Didn't have to pay any ferry costs though.

Colin

PS - at my reckoning, latest conversion cost, you paid £549.16 for four.


----------



## eurajohn (May 9, 2005)

Yes but I live in France and when I wanted to make my purchase I checked very carefully for UK prices (as I will be visiting soon anyway) and at that time the very cheapest on offer was £166 from Black Circles, also don't know what difference the size differential would make as yours were not the same as mine.
You mention in the fitting that you had new valves, hopefully you didn't allow them to change your high pressure ones for standard rubber ones?!


----------



## camallison (Jul 15, 2009)

The price included high pressure valves, and I bought through

www.theaa.com/aatyres

The same as you, I had to select a point of delivery/fitting and chose our nearest National Tyres depot.

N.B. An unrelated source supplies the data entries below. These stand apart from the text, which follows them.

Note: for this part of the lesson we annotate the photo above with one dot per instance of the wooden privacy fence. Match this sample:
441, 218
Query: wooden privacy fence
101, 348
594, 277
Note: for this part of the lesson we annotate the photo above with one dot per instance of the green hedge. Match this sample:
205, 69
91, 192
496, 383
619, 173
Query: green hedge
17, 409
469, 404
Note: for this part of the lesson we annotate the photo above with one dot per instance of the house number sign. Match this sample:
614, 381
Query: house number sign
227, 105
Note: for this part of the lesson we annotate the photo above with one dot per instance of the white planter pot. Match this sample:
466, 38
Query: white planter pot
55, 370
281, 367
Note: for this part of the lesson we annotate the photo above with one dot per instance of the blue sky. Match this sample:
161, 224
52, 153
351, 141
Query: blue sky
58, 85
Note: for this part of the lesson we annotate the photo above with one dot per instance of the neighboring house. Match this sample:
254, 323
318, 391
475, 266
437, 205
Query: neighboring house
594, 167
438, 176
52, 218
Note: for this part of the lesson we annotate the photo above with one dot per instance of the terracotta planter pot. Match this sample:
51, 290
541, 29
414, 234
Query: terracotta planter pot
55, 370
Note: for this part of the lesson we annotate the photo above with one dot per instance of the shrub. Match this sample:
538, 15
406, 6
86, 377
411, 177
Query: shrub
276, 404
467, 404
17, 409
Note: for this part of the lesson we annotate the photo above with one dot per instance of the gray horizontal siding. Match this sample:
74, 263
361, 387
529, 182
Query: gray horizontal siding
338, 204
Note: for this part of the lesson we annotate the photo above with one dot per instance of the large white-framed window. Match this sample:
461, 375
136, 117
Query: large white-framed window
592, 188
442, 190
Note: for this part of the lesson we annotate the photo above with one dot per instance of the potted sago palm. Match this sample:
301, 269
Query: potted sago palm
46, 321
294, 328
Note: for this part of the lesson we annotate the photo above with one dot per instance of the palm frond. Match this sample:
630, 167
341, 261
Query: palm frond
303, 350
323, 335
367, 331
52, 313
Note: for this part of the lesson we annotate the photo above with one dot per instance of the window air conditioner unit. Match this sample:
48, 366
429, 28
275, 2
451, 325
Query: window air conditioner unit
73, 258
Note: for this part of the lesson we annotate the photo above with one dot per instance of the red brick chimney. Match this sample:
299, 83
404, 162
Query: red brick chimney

By quoting my AA membership (for my car) number, I was able to get a further 2.5% off, giving the price I quoted.

Colin


----------



## trevorf (May 16, 2005)

Just had fitted today Michelin Agilis Camping 215X75x16.

£153.79 each including vat, fitting and balancing. B&W tyres Winsford, Cheshire.

Cheapest I could find online was £160 each.



Trevor


----------



## Arrachogaidh (Sep 27, 2011)

I recently got 2 x Michelin Agilis Camping from Camskill and paid etyres to fit them at my home address. A few weeks later bought another two via Blackcircles and had them fitted at a local depot. Costs were comparable at around £130 a tyre. 

Michelin Agilis Camping 215X75x16

Thing is that prices change every day so you will need to look around. 

Don't matter which country you are in, this is an International marketplace and prices will generally be comparable.


----------



## jonse (Nov 2, 2008)

*Tyres*

Not in France i also buy from camskill postage to France£13plus fitting localy still cheaper than here in France


----------